C中函数指针的递归声明

Question

I'd like to declare a function that returns a pointer to a function of the same type.

I would like to use it to implement state machines like the one below:

typedef event_handler_t (*event_handler_t)(event_t*); // compilation error

event_handler_t state2(event_t* e);
event_handler_t state1(event_t* e) {
    switch(e->type) {
    //...
    case SOME_EVENT:
        return state2;
    //...
    }

}
event_handler_t state2(event_t* e) {
    switch(e->type) {
    //...
    case OTHER_EVENT:
        return state1;
    //...
    }   
}

//...
event_handler_t event_handler;
//...
event_handler(&e);
//...

I manage to work around the compliation error using structures as follows:

typedef struct event_handler {
    struct event_handler (*func)(event_t *);
} event_handler_t;

But this makes return statment more complicated:

event_handler_t state2(event_t* e) {
{
    event_handler_t next_handler = {NULL};
    switch(e->type) {
    //...
    case OTHER_EVENT:
        next_handler.func = state1;
        break;
    //...
    } 
    return next_handler;
}

I wonder if there is a better way to create such function pointers in c.

Answer 1

It's not possible to do this in C: a function can't return a pointer to itself, since the type declaration expands recursively and never ends.
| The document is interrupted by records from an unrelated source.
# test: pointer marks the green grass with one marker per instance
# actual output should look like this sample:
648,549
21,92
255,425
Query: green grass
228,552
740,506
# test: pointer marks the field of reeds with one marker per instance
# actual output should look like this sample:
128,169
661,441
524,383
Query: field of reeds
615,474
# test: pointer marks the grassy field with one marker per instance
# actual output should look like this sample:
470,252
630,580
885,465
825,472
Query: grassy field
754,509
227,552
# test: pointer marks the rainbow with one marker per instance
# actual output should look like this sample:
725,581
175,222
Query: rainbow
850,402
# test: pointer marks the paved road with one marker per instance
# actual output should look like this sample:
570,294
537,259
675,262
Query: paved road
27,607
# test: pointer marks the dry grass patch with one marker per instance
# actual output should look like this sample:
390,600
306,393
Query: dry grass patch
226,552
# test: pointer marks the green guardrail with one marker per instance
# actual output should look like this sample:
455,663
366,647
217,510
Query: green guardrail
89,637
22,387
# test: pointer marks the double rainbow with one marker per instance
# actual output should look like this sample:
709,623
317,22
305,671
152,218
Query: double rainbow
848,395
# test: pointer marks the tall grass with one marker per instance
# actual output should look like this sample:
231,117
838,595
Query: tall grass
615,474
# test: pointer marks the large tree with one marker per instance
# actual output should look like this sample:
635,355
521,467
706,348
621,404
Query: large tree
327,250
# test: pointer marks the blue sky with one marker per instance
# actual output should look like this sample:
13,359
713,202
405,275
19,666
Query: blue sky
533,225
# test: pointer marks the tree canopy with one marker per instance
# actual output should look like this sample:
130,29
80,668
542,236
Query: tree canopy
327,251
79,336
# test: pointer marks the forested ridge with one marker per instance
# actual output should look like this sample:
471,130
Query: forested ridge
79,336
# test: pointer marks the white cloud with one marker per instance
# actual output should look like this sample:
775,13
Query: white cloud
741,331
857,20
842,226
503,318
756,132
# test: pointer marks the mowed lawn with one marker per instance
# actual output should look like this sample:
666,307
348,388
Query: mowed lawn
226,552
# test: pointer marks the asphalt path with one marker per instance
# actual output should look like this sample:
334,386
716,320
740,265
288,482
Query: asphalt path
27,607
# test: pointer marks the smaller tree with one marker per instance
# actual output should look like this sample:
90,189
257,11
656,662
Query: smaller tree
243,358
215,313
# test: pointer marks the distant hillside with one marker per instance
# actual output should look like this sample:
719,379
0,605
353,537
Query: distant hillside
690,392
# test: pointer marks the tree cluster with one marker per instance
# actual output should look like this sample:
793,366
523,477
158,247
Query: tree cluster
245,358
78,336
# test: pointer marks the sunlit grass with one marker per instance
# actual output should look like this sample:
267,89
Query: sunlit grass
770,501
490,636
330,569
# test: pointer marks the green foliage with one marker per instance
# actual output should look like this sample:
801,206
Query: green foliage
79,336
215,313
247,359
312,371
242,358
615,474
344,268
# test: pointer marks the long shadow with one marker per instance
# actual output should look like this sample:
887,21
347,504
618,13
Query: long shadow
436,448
See this page for an explanation: http://www.gotw.ca/gotw/057.htm

The workaround described on the above page means returning void (*) () instead of the correctly-typed function pointer; your workaround is arguably a little neater.

Answer 2

This is discussed in Herb Sutter's book More Exceptional C++ , Item 32, where the answer seems to be (for C) "not without use of casts". For C++ it is possible with the usual introduction of a class to provide some extra indirection.